Author/Authors :
Rakhshani Nasser نويسنده , Azizi Fereidoun نويسنده , Morakabati Arman نويسنده , valizadeh majid نويسنده , Khalaj Alireza نويسنده MD. Associate professor of general surgery, Department of Surgery , Khalili Davood نويسنده Prevention of Metabolic Disorders Research Center, Research Institute for Endocrine Sciences, Shahid Beheshti University of Medical Sciences, Tehran, Iran , Hosseinpanah Farhad نويسنده Obesity Research Center, Research Institute for Endocrine Sciences, Shahid Beheshti University of Medical Sciences, Tehran, IR Iran , Barzin Maryam نويسنده Obesity Research Center, Research Institute for Endocrine Science, Shahid Beheshti University of Medical Sciences, Tehran, IR Iran , Kalantar Motamedi Mohammad Ali نويسنده Obesity Research Center, Research Institute for Endocrine Sciences, Shahid Beheshti University of Medical Sciences, Tehran, Iran , Serahati Sara نويسنده Obesity Research Center, Research Institute for Endocrine Sciences, Shahid Beheshti University of Medical Sciences, Tehran, Iran
Abstract :
[Background]Non-alcoholic fatty liver disease (NAFLD) has become a leading cause of chronic liver disease worldwide.

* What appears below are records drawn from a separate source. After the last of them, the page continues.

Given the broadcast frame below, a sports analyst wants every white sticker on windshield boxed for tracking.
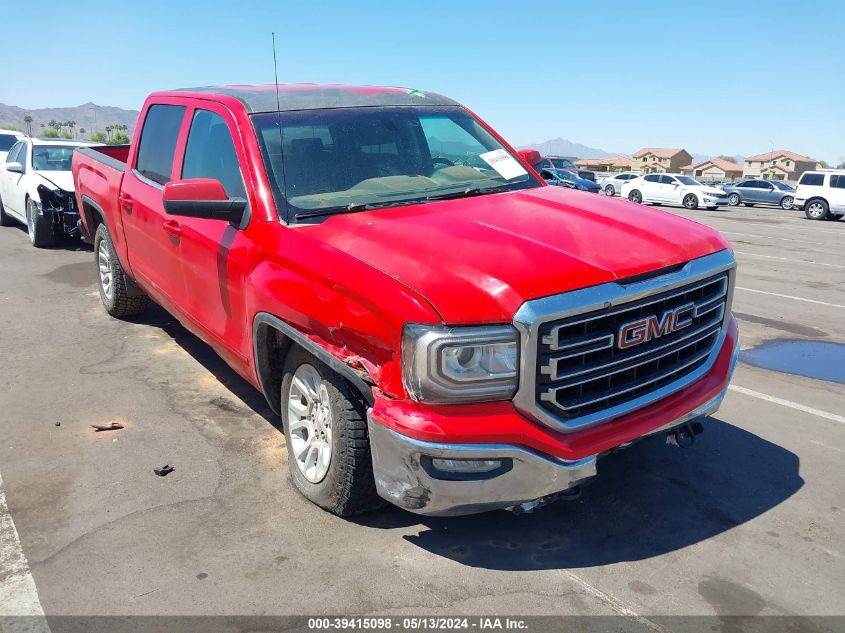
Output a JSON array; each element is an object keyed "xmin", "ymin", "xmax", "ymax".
[{"xmin": 478, "ymin": 149, "xmax": 528, "ymax": 180}]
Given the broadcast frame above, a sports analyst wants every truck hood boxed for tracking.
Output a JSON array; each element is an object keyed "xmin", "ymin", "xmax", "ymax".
[{"xmin": 302, "ymin": 187, "xmax": 728, "ymax": 324}]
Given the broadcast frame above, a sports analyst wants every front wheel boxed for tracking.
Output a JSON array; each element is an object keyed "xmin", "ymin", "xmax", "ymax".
[
  {"xmin": 94, "ymin": 224, "xmax": 149, "ymax": 318},
  {"xmin": 804, "ymin": 200, "xmax": 830, "ymax": 220},
  {"xmin": 281, "ymin": 348, "xmax": 385, "ymax": 516},
  {"xmin": 682, "ymin": 193, "xmax": 698, "ymax": 209},
  {"xmin": 26, "ymin": 198, "xmax": 56, "ymax": 248}
]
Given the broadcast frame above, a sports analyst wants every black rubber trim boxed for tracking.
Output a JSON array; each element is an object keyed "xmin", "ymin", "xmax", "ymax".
[{"xmin": 252, "ymin": 312, "xmax": 375, "ymax": 405}]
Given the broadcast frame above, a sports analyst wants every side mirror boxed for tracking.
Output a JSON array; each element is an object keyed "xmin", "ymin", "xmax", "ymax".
[
  {"xmin": 164, "ymin": 178, "xmax": 247, "ymax": 224},
  {"xmin": 519, "ymin": 149, "xmax": 543, "ymax": 167}
]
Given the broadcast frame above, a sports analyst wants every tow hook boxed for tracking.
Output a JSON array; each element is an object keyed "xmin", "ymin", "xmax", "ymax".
[{"xmin": 666, "ymin": 422, "xmax": 704, "ymax": 448}]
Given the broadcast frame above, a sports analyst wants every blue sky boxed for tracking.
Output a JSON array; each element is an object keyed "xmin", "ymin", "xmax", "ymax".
[{"xmin": 0, "ymin": 0, "xmax": 845, "ymax": 162}]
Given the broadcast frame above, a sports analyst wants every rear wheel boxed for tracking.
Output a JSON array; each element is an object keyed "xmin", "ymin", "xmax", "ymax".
[
  {"xmin": 804, "ymin": 200, "xmax": 830, "ymax": 220},
  {"xmin": 26, "ymin": 198, "xmax": 56, "ymax": 248},
  {"xmin": 0, "ymin": 193, "xmax": 14, "ymax": 226},
  {"xmin": 281, "ymin": 347, "xmax": 385, "ymax": 516},
  {"xmin": 94, "ymin": 224, "xmax": 149, "ymax": 318},
  {"xmin": 682, "ymin": 193, "xmax": 698, "ymax": 209}
]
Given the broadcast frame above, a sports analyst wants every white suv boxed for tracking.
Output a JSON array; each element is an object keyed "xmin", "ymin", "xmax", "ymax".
[{"xmin": 794, "ymin": 170, "xmax": 845, "ymax": 220}]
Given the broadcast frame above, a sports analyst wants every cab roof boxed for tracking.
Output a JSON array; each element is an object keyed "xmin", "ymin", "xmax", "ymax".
[{"xmin": 162, "ymin": 84, "xmax": 459, "ymax": 114}]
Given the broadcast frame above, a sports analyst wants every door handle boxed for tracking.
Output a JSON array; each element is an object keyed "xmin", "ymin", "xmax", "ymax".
[
  {"xmin": 118, "ymin": 193, "xmax": 133, "ymax": 211},
  {"xmin": 162, "ymin": 220, "xmax": 182, "ymax": 237}
]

We aimed to study this condition and liver fibrosis in bariatric patients at baseline using ultrasound, NAFLD fibrosis score (NFS), and fibrosis index-4 (FIB-4).[Methods]Adult patients with morbid obesity without other possible causes of liver pathology were evaluated. Liver biopsy was performed in a subset of patients. Diagnostic accuracy of tests was assessed using area under the receiver operating-characteristic curve (AUROC).[Results]Overall, 1944 patients with mean age of 38.3 ± 10.8 years and body mass index of 44.6 ± 6.4 kg/m2 comprised the study population. Liver Biopsy showed features of NAFLD in 70%; 60.3% had nonalcoholic fatty liver and 9.6% steatohepatitis. Older age and higher transaminase levels were associated with higher NAFLD activity score. Fibrosis was present in 23.3% with the majority having F1. Ultrasound detected steatosis in 76.8%, with two-thirds having grade I to II fatty liver. Metabolic syndrome, hemoglobin A1c, age, and alanine transaminase were the strongest risk factors for fatty liver. Ultrasound showed an AUROC of 0.75 (95% confidence interval 0.63-0.86) for NAFLD with a sensitivity and specificity of 72.5% and 68.2%, respectively (cutoff of grade II). For diagnosis of fibrosis, FIB-4 had an AUROC of 0.72 (0.58-0.86) with 93.3% sensitivity and 43.1% specificity (cutoff of 0.50). NFS failed to show a significant AUROC curve for diagnosing fibrosis.[Conclusions]Our findings confirmed a high prevalence of NAFLD in morbidly obese patients. Despite this high prevalence, fibrosis was uncommon and low-grade. This study questions the use of current cutoffs for NFS and FIB-4 in all patients.